Eins von den genannten Sachen würden mir reichen


----------



## Hefti (5. April 2008)

*AW: Kostenlose Rollen Ruten Kleinkram für Jungangler*

Moinsen
Darf ich auch was haben?
Ich fühle mich wie mit 16.
Ansonsten wünsche ich mir, dass ich nochmal 16 bin.
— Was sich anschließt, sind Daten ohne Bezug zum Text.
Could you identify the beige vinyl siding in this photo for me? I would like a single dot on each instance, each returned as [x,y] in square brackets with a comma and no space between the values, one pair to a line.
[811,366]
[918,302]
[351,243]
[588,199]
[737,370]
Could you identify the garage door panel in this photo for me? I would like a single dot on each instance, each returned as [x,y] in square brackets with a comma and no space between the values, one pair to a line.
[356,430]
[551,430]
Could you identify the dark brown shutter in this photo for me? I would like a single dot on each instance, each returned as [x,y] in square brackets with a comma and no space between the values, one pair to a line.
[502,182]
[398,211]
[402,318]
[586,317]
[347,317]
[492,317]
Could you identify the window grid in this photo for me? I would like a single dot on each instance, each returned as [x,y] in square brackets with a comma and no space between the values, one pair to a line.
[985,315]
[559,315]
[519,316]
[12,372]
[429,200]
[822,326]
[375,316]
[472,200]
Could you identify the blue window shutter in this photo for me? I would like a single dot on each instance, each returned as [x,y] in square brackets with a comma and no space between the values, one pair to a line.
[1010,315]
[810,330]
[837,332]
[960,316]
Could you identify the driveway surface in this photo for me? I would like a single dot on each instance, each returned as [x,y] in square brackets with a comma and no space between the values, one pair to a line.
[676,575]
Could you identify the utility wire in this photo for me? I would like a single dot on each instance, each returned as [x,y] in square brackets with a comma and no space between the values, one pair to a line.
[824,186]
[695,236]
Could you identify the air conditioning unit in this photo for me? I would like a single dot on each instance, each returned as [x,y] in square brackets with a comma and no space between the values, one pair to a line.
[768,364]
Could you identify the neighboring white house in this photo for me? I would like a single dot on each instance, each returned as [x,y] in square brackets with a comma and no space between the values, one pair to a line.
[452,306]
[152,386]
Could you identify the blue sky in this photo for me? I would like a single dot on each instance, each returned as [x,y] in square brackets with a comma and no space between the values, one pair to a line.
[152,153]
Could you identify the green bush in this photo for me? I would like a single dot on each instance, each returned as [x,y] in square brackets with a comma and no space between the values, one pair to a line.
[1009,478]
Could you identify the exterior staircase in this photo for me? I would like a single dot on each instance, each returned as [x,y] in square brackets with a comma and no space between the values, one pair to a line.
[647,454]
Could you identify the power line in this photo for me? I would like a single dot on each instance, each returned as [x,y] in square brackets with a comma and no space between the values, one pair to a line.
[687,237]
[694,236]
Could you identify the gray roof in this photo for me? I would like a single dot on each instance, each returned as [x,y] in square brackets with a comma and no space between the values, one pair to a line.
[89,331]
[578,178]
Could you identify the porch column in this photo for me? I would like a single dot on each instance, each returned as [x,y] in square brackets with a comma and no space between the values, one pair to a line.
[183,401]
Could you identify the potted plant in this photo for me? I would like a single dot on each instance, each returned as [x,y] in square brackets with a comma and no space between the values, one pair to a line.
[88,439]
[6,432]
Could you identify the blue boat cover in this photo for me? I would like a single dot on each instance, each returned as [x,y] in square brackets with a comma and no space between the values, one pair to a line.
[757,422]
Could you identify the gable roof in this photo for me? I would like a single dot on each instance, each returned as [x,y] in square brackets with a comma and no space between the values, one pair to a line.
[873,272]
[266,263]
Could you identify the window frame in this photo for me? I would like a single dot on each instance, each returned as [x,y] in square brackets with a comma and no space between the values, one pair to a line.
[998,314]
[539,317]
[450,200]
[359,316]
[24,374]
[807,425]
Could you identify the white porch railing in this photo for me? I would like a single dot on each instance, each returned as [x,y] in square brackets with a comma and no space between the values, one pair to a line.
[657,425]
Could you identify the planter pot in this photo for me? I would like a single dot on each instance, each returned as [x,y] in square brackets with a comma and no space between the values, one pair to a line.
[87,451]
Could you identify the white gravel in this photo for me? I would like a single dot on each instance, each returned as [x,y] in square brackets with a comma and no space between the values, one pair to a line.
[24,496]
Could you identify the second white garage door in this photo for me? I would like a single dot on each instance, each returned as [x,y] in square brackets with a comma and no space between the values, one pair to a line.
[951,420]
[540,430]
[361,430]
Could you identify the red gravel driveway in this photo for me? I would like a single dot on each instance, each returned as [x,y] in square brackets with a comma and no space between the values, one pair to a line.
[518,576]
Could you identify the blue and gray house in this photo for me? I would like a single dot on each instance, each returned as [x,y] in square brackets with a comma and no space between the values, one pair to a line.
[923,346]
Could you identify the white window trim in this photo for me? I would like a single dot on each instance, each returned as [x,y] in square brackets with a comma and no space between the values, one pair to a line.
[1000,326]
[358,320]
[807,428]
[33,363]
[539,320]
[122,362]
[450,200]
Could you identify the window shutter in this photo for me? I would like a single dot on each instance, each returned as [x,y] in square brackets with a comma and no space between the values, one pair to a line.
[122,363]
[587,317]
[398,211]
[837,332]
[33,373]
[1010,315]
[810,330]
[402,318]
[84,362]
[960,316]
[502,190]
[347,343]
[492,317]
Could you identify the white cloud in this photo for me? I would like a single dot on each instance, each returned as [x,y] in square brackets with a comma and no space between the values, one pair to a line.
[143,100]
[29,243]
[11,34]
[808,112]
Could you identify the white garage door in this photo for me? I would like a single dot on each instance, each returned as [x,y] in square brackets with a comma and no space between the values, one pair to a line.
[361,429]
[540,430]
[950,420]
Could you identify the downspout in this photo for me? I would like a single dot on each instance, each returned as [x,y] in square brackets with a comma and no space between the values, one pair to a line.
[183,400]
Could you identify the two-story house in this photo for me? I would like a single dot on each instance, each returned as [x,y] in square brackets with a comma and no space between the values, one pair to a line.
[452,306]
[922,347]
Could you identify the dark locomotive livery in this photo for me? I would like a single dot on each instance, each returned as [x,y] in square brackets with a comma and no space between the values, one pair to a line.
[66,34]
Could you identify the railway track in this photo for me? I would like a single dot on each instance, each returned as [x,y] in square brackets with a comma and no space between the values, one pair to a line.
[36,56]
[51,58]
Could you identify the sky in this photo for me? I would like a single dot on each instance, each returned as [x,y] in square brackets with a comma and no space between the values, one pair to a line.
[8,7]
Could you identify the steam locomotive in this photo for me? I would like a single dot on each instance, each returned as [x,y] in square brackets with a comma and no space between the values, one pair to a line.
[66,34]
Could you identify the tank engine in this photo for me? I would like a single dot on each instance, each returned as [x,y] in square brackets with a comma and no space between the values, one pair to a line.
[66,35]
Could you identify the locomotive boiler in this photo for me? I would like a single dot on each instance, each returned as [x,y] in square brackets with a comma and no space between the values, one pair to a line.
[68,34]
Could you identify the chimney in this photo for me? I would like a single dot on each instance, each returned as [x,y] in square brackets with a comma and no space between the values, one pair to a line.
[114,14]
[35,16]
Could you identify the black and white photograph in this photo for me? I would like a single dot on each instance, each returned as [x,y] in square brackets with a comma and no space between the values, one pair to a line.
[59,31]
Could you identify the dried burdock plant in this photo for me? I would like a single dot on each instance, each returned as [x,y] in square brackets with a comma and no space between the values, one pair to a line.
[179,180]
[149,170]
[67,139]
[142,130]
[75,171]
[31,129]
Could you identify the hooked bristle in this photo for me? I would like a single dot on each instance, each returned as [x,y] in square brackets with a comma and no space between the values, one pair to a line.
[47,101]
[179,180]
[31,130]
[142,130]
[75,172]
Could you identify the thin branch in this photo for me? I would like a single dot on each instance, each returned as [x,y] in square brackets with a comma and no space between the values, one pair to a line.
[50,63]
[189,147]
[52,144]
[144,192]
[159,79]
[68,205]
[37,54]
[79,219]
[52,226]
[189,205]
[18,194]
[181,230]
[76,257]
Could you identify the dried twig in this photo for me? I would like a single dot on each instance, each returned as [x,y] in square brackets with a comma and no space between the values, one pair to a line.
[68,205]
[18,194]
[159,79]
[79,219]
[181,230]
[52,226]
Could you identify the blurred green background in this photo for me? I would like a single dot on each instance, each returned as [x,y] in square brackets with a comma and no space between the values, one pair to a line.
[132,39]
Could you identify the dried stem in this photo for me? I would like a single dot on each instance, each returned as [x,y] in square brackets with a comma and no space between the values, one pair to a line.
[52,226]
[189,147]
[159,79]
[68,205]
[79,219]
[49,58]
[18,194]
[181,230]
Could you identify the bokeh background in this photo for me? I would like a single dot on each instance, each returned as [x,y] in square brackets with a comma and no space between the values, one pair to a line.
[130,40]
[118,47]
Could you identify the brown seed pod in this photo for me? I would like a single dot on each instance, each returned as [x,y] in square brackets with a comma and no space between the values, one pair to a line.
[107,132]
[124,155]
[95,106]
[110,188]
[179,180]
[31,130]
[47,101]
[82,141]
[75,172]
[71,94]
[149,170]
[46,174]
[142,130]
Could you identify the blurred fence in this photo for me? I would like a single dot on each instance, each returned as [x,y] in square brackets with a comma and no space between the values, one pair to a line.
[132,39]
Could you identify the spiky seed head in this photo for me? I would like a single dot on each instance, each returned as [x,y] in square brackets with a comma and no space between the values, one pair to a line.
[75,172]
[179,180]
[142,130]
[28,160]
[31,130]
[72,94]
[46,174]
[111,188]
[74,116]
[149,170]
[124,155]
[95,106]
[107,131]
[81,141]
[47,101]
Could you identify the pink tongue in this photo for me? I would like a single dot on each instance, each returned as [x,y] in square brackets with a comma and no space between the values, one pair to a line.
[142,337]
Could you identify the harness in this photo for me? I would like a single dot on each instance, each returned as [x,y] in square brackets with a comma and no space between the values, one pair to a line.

Oder jünger.

MfG
Hefti


----------



## chris1867 (5. April 2008)

*AW: Kostenlose Rollen Ruten Kleinkram für Jungangler*

ich bekomme harz4 ,mein sohn will auch im verein ,nur ich kann mir es nicht leisten ,würde alles nehmen !gruß chris


----------



## BMG619 (5. April 2008)

*AW: Kostenlose Rollen Ruten Kleinkram für Jungangler*

Ich würde wohl gerne 
Rolle Sänger Specitec Runner I Freilauf
inkl. 1Spule 20er noName geflochtene
inkl. 1Spule 30er noName mono,

Rute Allround DAM Tele California Red 3,30m 30-60gramm,

Set Posen, Wasserkugeln, Gummifische, Haken, Bleie, Twister, Jigköpfe und

Rolle Spro Vanatec 440SE Freilauf 
inkl. 1Spule neue 22er Sänger Specitec mono 
inkl. 1Spule neue 15er Sänger Specitec gefolchtene

mfg
Steffen


----------



## Lippeman (6. April 2008)

*AW: Kostenlose Rollen Ruten Kleinkram für Jungangler*

Ich bin Jugendwart bei uns im Verein könnte die sachen für die Kids gut gebrauchen


----------



## ZanderKai (6. April 2008)

*AW: Kostenlose Rollen Ruten Kleinkram für Jungangler*

Echt feiner zug

Würde mich über eine von den freilaufrollen oder die okuma /
rute California red sehr freuen|rolleyes

bin 15#h


----------



## nairolf (6. April 2008)

*AW: Kostenlose Rollen Ruten Kleinkram für Jungangler*

warum erst ab 16 jahren? Also ich finde das ungerecht


----------



## rotauge88 (6. April 2008)

*AW: Kostenlose Rollen Ruten Kleinkram für Jungangler*



nairolf schrieb:


> warum erst ab 16 jahren? Also ich finde das ungerecht



maximal 16 :c

3 Jahre jünger müsste man sein  oder eben das Alter editieren, aber das machen wir lieber nicht #d |supergri


----------



## mlkzander (6. April 2008)

*AW: Kostenlose Rollen Ruten Kleinkram für Jungangler*



nairolf schrieb:


> warum erst ab 16 jahren? Also ich finde das ungerecht



von 0 bis 16 

also schreib deinen wunsch rein
heute abend verteilen wir


----------



## Fishscout (6. April 2008)

*AW: Kostenlose Rollen Ruten Kleinkram für Jungangler*

Hallo
ich währe froh um ein paar bilder, weil ich mit den namen allein nich so viel anfangen kann.
an folgendem hätte ich interesse:
-1x Rute Allround DAM Tele California Red 3,30m 30-60gramm

-1x Rute Spinn Zebco Tele80 3,00m 40-80gramm
-2 rutenhalter (kommtdrauf an ob boots rutenhalter, wenn ja hab ich interesse)
-1x Rolle Sänger Specitec Runner I Freilauf
inkl. 1Spule 20er noName geflochtene
inkl. 1Spule 30er noName mono
-die spinnrute interressiert mich auch noch

Ich bin 14 Jahre alt.

Glaube, das abholung möglich währe, wenn du noch in winti wohnst. 
Hab auch von Mami das O.K. ( is ja schliesslich wichtig, hm ;-))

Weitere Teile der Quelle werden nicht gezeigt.